MEPs meeting in Strasbourg today have backed a proposal to introduce a tax on financial transactions across the European Union.

The plan was adopted with 487 votes in favour, 152 against and 46 abstentions. Pension funds will not be subject to the tax.

Supporters of the proposal say it will ensure the financial sector contributes to covering the costs of the debt crisis while going a long way towards stamping out banks’ risky behaviour and raising much needed funds.

Yesterday, EU economics commissioner Olli Rehn said the tax had the potential to raise €57 billion in revenue that could be used for targeted investment.

Irish MEP Nessa Childers welcomed the decision, saying the financial sector needed to contribute to recovery.

“The financial sector was a major cause of the crisis and yet has received over €4 trillion in public support in recent years, in Ireland and around Europe. . . . They must now make a fair contribution to our public finances.”

Opponents say the tax will strangle the financial sector. In a lively debate on the proposal in the parliament, British MEP Godfrey Bloom said was an example of “greedy bureaucrats wanting your money”.

The proposed tax rates involve a 0.01 per cent levy on shares and bonds and 0.01 per cent on derivatives. Through an “issuance principle,” financial institutions outside the taxed area would also pay the tax, provided the transactions made by them related to assets within the taxed area.

Parliament has been calling for this tax for almost two years with the latest Eurobarometer survey showing that 66 per cent of Europeans are in favour of it.

The author of the proposal, Greek Socialist Anni Podimata, said the tax should go ahead even if some member states object to it. “We cannot be held hostage by a few countries,” she said.

However, implementing the tax will not be easy. While parliament has sent a strong signal by backing the tax by a large majority, it only has consultation rights on taxation matters.
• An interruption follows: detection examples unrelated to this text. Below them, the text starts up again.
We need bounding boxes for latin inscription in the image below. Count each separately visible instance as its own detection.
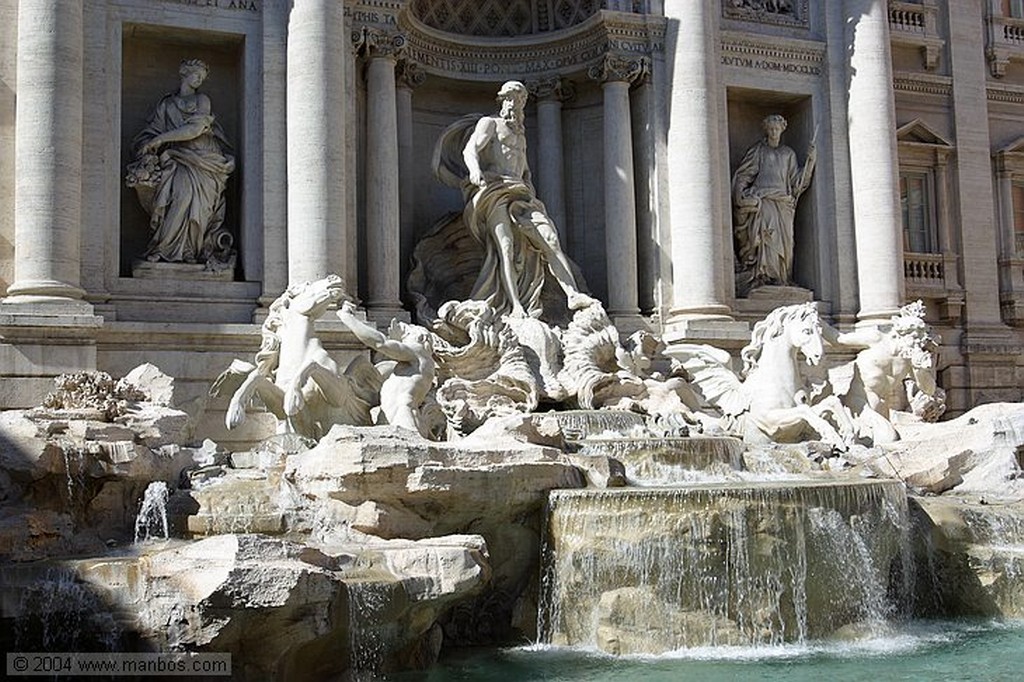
[160,0,259,12]
[722,55,821,76]
[345,7,398,26]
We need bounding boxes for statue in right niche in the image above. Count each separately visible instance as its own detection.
[126,59,234,270]
[732,114,817,295]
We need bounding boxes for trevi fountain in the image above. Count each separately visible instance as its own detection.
[6,3,1024,680]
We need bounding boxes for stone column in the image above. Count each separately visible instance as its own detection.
[845,0,904,324]
[360,29,406,321]
[995,163,1016,258]
[287,0,346,284]
[259,0,291,308]
[630,68,660,312]
[665,2,729,321]
[526,76,572,241]
[5,0,85,303]
[590,54,644,319]
[397,59,427,301]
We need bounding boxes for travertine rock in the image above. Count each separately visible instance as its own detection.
[66,535,489,680]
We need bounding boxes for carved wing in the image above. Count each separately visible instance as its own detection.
[210,359,256,397]
[431,114,483,187]
[345,354,384,408]
[672,344,751,417]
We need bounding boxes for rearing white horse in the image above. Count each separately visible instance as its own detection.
[674,303,853,449]
[210,274,381,440]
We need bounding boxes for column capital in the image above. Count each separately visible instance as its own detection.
[352,27,406,59]
[395,58,427,90]
[526,76,575,102]
[587,54,650,84]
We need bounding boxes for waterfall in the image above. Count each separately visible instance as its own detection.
[135,480,169,543]
[345,578,395,680]
[544,410,645,440]
[580,435,743,485]
[539,481,910,653]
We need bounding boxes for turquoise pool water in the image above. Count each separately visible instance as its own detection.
[403,621,1024,682]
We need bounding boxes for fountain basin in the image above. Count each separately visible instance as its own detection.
[539,480,911,653]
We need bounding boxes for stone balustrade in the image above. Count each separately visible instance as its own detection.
[903,253,945,287]
[985,14,1024,78]
[889,1,945,71]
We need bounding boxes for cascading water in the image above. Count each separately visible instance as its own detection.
[346,580,394,680]
[580,436,743,485]
[11,568,123,651]
[540,481,909,653]
[135,480,170,543]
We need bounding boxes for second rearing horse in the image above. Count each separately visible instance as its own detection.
[677,303,853,450]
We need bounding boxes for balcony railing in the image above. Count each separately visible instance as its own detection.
[889,0,945,71]
[903,253,946,288]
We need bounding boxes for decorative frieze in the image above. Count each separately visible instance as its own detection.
[722,0,809,28]
[985,83,1024,104]
[399,12,665,81]
[352,26,406,58]
[722,32,825,76]
[893,74,953,97]
[526,76,575,102]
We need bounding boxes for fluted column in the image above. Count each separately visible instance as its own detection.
[396,59,427,301]
[5,0,84,304]
[360,29,406,319]
[845,0,903,322]
[526,76,572,241]
[260,0,291,307]
[665,2,729,323]
[287,0,346,290]
[590,55,643,317]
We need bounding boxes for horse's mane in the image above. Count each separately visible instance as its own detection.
[256,285,304,377]
[739,303,818,378]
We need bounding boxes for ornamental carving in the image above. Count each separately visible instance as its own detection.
[526,76,575,101]
[352,27,406,58]
[411,0,604,37]
[722,0,808,27]
[398,12,666,82]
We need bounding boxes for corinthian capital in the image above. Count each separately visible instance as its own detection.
[587,54,648,83]
[352,27,406,59]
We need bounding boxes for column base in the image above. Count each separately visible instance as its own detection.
[0,294,103,410]
[7,280,85,300]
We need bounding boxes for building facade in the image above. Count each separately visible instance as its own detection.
[0,0,1024,438]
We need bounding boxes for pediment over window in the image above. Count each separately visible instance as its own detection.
[896,119,950,150]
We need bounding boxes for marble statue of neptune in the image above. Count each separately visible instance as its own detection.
[434,81,593,317]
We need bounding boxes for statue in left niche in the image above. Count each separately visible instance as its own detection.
[126,59,236,272]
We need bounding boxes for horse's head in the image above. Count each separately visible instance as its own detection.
[288,274,345,319]
[784,303,824,365]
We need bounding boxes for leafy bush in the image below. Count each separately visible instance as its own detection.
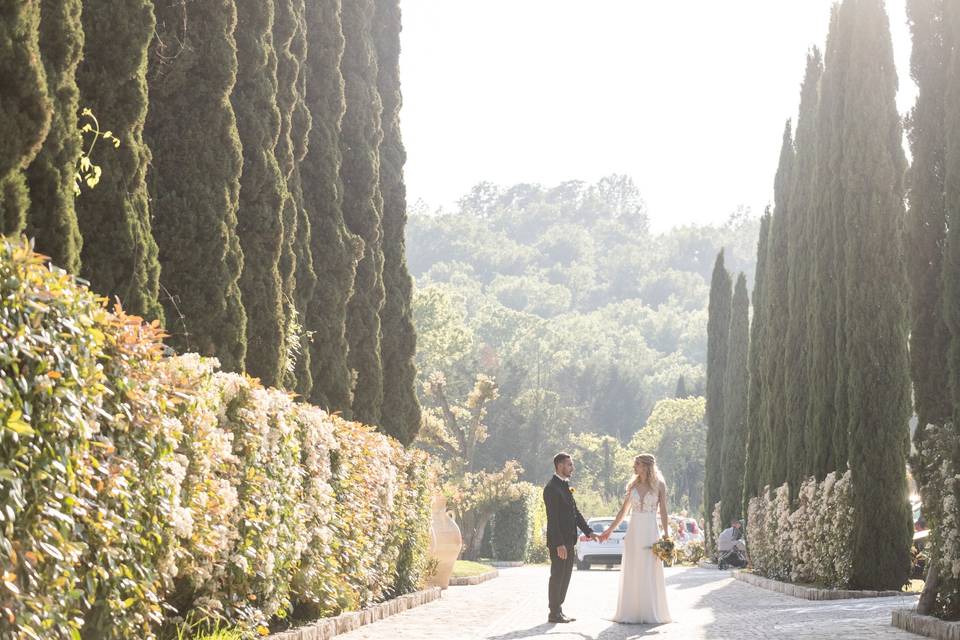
[493,485,532,562]
[0,239,432,640]
[747,471,853,588]
[526,485,550,564]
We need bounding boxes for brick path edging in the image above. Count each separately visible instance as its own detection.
[733,571,904,600]
[890,609,960,640]
[266,587,440,640]
[450,569,500,587]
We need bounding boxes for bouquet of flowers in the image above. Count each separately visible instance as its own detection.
[651,536,677,565]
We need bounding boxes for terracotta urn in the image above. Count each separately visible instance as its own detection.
[427,494,463,589]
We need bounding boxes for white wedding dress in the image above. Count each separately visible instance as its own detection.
[613,487,672,624]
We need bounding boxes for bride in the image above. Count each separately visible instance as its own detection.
[600,453,671,624]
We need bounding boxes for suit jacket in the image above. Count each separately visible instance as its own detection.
[543,475,593,549]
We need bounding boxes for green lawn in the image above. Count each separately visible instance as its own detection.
[453,560,493,578]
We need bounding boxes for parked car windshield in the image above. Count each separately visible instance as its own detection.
[589,518,629,533]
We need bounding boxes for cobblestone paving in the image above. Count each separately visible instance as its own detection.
[339,567,920,640]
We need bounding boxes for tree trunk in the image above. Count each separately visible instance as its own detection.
[917,554,940,616]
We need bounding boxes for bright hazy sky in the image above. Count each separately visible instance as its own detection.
[401,0,916,229]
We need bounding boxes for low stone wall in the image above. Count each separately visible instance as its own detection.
[450,570,500,587]
[267,587,440,640]
[890,609,960,640]
[733,571,904,600]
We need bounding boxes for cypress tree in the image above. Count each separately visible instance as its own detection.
[0,0,53,234]
[904,0,956,614]
[274,0,317,397]
[807,5,849,478]
[720,273,750,526]
[300,0,360,411]
[26,0,83,274]
[374,0,420,444]
[840,0,912,589]
[743,208,770,512]
[783,48,823,499]
[761,120,796,487]
[76,0,163,320]
[904,0,951,440]
[231,0,286,386]
[144,0,246,371]
[703,249,733,544]
[340,0,385,425]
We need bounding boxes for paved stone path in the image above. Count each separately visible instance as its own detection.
[338,567,920,640]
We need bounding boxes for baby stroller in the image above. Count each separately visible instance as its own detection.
[717,527,747,571]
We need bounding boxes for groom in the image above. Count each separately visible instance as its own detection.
[543,453,599,623]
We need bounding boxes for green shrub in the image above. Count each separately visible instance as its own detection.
[525,485,550,564]
[0,239,433,640]
[492,487,530,562]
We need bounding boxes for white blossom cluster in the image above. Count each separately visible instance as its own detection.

A decision on the tax must be made unanimously in the European Council and several member states, including the UK and Sweden, are strongly opposed to it.

Minister for Finance Michael Noonan has said in the past he would only be in favour of the tax if it were rolled out on an EU-wide basis.

“If, as some countries have proposed, the tax was to be brought in under enhanced co-operation arrangements, we would fear we could lose business to London, since the UK is strongly opposed to this initiative,” Mr Noonan said in response to a question on the tax by Fianna Fáil leader Michael Martin last February.